Objective: This study tested whether α -adrenoceptor-mediated coronary vasoconstriction is augmented in the metabolic syndrome and is accompanied by the alteration of specific α1- and α2-coronary adrenoceptors.

Methods: Studies were conducted in control and chronically high-fat-fed (6 weeks of 60% calories from fat) dogs with metabolic syndrome. Alterations in coronary α 1B-, α1D-, and α2A-adrenoceptor mRNA and protein expression were examined by real-time PCR and Western analyses, respectively. Coronary blood flow and its response to intracoronary infusion of either the α1-adrenoceptor agonist methoxamine (0.1–3 mg) or the α2-adrenoceptor agonist BHT-933 (0.1–3 mg) were measured in anesthetized dogs.

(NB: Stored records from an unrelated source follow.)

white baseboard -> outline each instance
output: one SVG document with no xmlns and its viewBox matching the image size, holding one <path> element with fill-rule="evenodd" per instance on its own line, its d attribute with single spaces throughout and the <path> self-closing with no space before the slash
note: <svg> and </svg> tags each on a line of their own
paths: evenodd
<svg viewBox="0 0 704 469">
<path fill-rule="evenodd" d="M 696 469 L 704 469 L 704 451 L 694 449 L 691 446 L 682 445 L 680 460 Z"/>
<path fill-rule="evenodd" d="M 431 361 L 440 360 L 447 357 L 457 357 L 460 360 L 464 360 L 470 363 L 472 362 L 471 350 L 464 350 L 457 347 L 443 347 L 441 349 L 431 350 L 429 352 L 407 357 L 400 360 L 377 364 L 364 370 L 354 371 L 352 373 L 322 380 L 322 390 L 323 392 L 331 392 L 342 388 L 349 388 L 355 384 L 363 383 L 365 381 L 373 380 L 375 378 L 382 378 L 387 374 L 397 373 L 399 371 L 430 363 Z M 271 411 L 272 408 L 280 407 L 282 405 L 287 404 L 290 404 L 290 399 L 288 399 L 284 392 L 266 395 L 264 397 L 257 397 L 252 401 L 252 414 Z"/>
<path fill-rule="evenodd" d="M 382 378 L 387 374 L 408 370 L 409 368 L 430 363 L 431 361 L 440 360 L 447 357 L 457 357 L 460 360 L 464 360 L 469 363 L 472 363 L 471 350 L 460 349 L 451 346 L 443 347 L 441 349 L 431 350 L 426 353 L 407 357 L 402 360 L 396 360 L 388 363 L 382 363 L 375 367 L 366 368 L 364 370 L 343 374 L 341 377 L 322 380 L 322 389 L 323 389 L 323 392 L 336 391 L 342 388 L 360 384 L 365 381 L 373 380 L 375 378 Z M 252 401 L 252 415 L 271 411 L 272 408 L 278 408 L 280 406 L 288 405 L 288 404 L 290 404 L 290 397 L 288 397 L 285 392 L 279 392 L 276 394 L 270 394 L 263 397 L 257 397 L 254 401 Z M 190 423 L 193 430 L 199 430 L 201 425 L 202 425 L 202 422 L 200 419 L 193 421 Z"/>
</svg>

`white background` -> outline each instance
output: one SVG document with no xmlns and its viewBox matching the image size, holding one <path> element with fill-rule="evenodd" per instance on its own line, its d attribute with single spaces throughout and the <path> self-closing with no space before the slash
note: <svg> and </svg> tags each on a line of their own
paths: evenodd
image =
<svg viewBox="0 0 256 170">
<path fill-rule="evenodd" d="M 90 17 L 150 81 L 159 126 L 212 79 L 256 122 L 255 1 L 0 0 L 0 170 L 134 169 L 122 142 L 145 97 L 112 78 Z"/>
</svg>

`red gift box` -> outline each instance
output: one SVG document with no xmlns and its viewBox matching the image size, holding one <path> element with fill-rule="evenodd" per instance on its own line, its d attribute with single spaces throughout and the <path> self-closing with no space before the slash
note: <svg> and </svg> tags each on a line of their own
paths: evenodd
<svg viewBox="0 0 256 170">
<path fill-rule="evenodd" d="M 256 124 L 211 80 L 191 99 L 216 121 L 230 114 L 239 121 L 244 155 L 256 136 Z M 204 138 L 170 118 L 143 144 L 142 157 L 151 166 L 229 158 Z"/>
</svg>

Results: Basal plasma epinephrine and norepinephrine levels were higher in the high-fat-fed dogs compared to controls. Real-time PCR revealed no alterations of coronary artery or arteriole α1B-, α1D-, and α2A-adrenoceptor mRNA expression. However, Western blot analysis showed a significant decrease in α2A-adrenoceptor protein density with no change in α1B- or α 1D-adrenoceptors. Methoxamine and BHT-933 produced dose-dependent decreases in coronary blood flow, but the decrease in coronary flow to methoxamine was significantly greater (∼ 20%) in dogs with the metabolic syndrome. No differences in the coronary flow response to BHT-933 were noted.

Conclusions: These results indicate that the metabolic syndrome is associated with sensitization of α1- and α2-adrenoceptor signaling that could significantly limit control of coronary blood flow when the sympathetic nervous system is activated.